Speaking of Matteo, I let him know that Cole and I were moving out of the penthouse and that he was welcome to keep it. He didn’t want to, though, and I can’t blame him for that. I wouldn’t keep it either if I were him. I still offered it, it’s the least I can fucking do. I’m still unaware of where he’s living, seeing as he hasn’t bought anything or rented under his name. I’m assuming he’s in a hotel under someone else’s name or he’s living with a friend. Hopefully not couch surfing.

I get he doesn’t want to live in one of the condos below my penthouse because he wants his pride to stay intact, but I also hope he’s not homeless. That would just break me. He took all of his belongings with him, though, down to the last trinket on his dresser. So really, where would he put his things if he didn’t have a place? I know I should stop worrying about it, but I can’t help it. He’s my son. I’ll always see him as my baby no matter how grown he is. So why can’t I do right by him? Why do I have to want Cole so fucking bad?

All I know is that Cole and I are inevitable. I don’t just want him; I need him. He’s the blood in my veins. The oxygen in my lungs. I feel like I’ll die if I let him go. I wasn’t kidding when I said he’s mine forever. I won’t let him go. Not now. Not ever. Over my dead fucking body. That man is mine . Which is why when he told me he wanted to start fresh, I couldn’t deny him.

Today is move-in day. My penthouse is packed in a mountain of boxes, and we decided to get all new furniture, which will be delivered today, along with new appliances. Cole sold my furniture on Facebook Marketplace, and I’ve never felt older. Not that we needed the money, but he said throwing them away was a waste. I can’t even argue with that.

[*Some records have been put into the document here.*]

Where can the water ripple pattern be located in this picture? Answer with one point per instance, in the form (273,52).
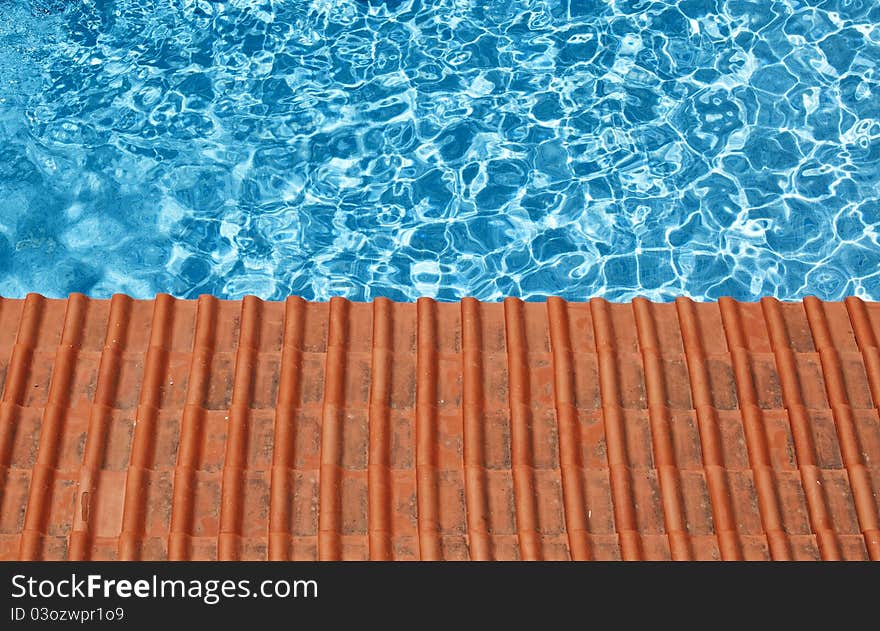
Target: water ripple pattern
(440,148)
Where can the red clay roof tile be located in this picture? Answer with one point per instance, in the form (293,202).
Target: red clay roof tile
(250,430)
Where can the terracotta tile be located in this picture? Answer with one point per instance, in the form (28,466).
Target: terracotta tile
(241,429)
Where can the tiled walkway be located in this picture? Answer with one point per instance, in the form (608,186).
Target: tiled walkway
(250,430)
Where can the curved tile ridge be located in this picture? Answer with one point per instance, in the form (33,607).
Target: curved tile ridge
(254,430)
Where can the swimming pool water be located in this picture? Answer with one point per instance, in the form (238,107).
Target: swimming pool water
(440,147)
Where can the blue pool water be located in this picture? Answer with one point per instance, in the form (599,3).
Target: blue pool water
(440,147)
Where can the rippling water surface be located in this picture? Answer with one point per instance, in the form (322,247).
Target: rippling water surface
(440,147)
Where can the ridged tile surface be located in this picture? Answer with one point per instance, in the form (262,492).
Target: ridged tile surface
(208,429)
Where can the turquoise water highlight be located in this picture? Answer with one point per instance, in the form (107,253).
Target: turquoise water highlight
(443,148)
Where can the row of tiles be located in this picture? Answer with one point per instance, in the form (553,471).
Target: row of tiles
(250,430)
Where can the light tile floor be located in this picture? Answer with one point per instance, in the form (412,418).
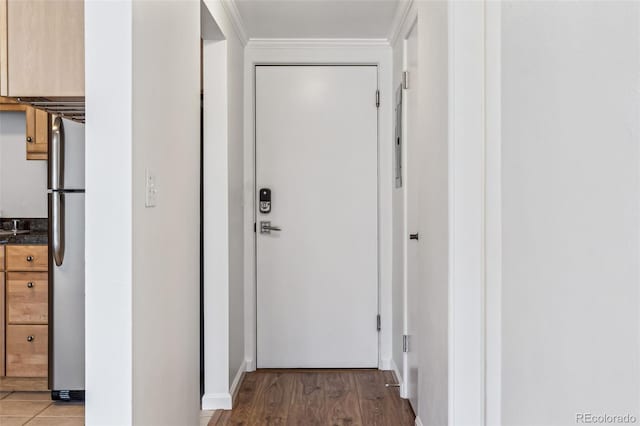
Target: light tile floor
(37,409)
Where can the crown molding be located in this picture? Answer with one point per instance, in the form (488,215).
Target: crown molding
(402,12)
(318,43)
(236,19)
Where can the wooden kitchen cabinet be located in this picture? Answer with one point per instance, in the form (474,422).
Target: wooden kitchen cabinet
(41,48)
(24,309)
(37,127)
(27,258)
(2,326)
(27,297)
(27,351)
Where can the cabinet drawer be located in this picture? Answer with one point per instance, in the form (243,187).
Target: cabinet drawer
(27,351)
(27,258)
(27,297)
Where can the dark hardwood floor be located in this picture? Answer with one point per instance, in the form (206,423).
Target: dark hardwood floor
(317,397)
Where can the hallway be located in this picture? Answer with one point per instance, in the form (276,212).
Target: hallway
(317,397)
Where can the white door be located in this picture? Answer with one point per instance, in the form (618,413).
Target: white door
(317,277)
(413,184)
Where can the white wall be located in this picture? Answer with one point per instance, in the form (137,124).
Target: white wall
(398,239)
(571,219)
(142,345)
(166,252)
(450,85)
(224,209)
(108,214)
(23,183)
(432,90)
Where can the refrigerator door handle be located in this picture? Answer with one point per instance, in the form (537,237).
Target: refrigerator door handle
(57,227)
(56,160)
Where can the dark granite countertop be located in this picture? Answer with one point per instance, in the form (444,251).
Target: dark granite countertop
(32,238)
(37,235)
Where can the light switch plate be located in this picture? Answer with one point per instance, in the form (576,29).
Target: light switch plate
(151,190)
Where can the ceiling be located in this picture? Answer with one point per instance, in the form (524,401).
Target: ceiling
(317,18)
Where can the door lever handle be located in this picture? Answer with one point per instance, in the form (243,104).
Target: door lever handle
(266,228)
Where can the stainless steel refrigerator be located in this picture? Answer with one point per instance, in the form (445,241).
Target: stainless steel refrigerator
(66,259)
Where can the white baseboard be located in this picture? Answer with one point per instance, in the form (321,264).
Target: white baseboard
(235,385)
(216,401)
(385,364)
(251,365)
(396,372)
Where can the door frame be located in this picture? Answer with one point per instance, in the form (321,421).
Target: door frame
(322,53)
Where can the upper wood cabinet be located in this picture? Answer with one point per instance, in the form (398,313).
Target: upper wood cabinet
(37,127)
(41,48)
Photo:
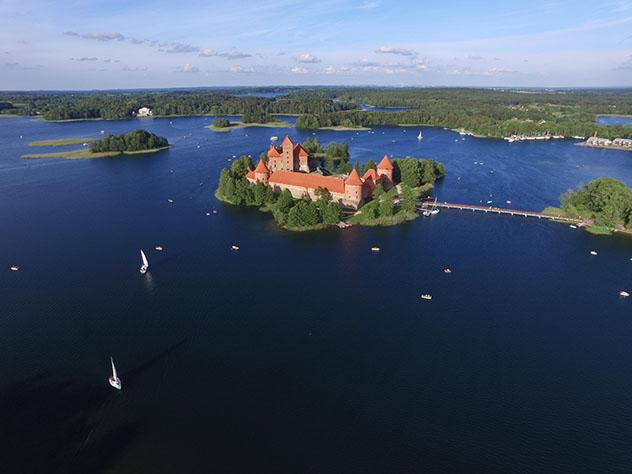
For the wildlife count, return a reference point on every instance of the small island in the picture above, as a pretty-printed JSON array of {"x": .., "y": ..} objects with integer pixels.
[
  {"x": 604, "y": 205},
  {"x": 132, "y": 143},
  {"x": 313, "y": 190}
]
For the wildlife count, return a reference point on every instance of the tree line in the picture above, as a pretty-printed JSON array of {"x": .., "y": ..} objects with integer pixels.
[{"x": 136, "y": 140}]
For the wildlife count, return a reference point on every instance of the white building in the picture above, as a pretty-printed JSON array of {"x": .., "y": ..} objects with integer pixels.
[{"x": 144, "y": 112}]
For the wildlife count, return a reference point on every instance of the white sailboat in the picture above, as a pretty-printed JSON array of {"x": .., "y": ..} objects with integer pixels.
[
  {"x": 145, "y": 266},
  {"x": 114, "y": 380}
]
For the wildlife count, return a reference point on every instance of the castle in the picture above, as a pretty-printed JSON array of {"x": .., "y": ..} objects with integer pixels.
[{"x": 288, "y": 168}]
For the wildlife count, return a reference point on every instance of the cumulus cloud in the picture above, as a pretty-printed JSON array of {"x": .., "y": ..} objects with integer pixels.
[
  {"x": 190, "y": 68},
  {"x": 394, "y": 50},
  {"x": 306, "y": 58},
  {"x": 181, "y": 48}
]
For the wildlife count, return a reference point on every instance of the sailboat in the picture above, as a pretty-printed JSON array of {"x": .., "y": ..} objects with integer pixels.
[
  {"x": 145, "y": 266},
  {"x": 114, "y": 380},
  {"x": 434, "y": 210}
]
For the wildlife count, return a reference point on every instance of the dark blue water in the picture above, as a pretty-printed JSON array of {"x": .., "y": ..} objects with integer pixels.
[
  {"x": 306, "y": 352},
  {"x": 614, "y": 120}
]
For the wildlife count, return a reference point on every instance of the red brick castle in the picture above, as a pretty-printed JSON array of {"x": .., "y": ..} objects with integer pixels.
[{"x": 288, "y": 168}]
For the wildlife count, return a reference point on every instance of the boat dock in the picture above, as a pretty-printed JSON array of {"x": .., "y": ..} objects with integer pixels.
[{"x": 425, "y": 204}]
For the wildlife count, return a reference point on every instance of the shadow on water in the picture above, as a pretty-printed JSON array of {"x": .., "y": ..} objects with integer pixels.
[
  {"x": 51, "y": 427},
  {"x": 47, "y": 427}
]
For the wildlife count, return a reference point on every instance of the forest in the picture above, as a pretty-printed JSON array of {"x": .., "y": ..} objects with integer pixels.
[
  {"x": 485, "y": 112},
  {"x": 136, "y": 140}
]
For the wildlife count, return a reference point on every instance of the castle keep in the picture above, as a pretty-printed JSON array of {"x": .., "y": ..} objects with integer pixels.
[{"x": 288, "y": 168}]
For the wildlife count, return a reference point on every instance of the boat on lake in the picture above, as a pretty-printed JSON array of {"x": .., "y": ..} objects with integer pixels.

Now here we are, moving boxes into our new place as Cole signs for our bedroom set delivery. The bed is upholstered because he said he wanted to sit up and read—like a little old man. Who even reads in bed at twenty-one years old? Apparently he does. And according to him, he’s reading gay romance books. Said he’s currently reading a monster romance where one of the main characters has two dicks. I laughed so hard my belly hurt.

I’m looking forward to making new memories with him here, and as Cole pulls the Christmas tree and ornaments out of boxes, I realize I’ve never done this with anyone before. It feels meaningful, intimate. Domestic, even. I’ve never had a partner before. For the past twenty years, nothing mattered but my son. This feels different. This matters.

Boxes are stacked in the dining room since we don’t have a table yet, but the rug for the living room is in place now, so we can at least sit there since we also have no couch. Everything but our bed is supposed to be delivered tomorrow. Breakfast in bed doesn’t sound half bad, though.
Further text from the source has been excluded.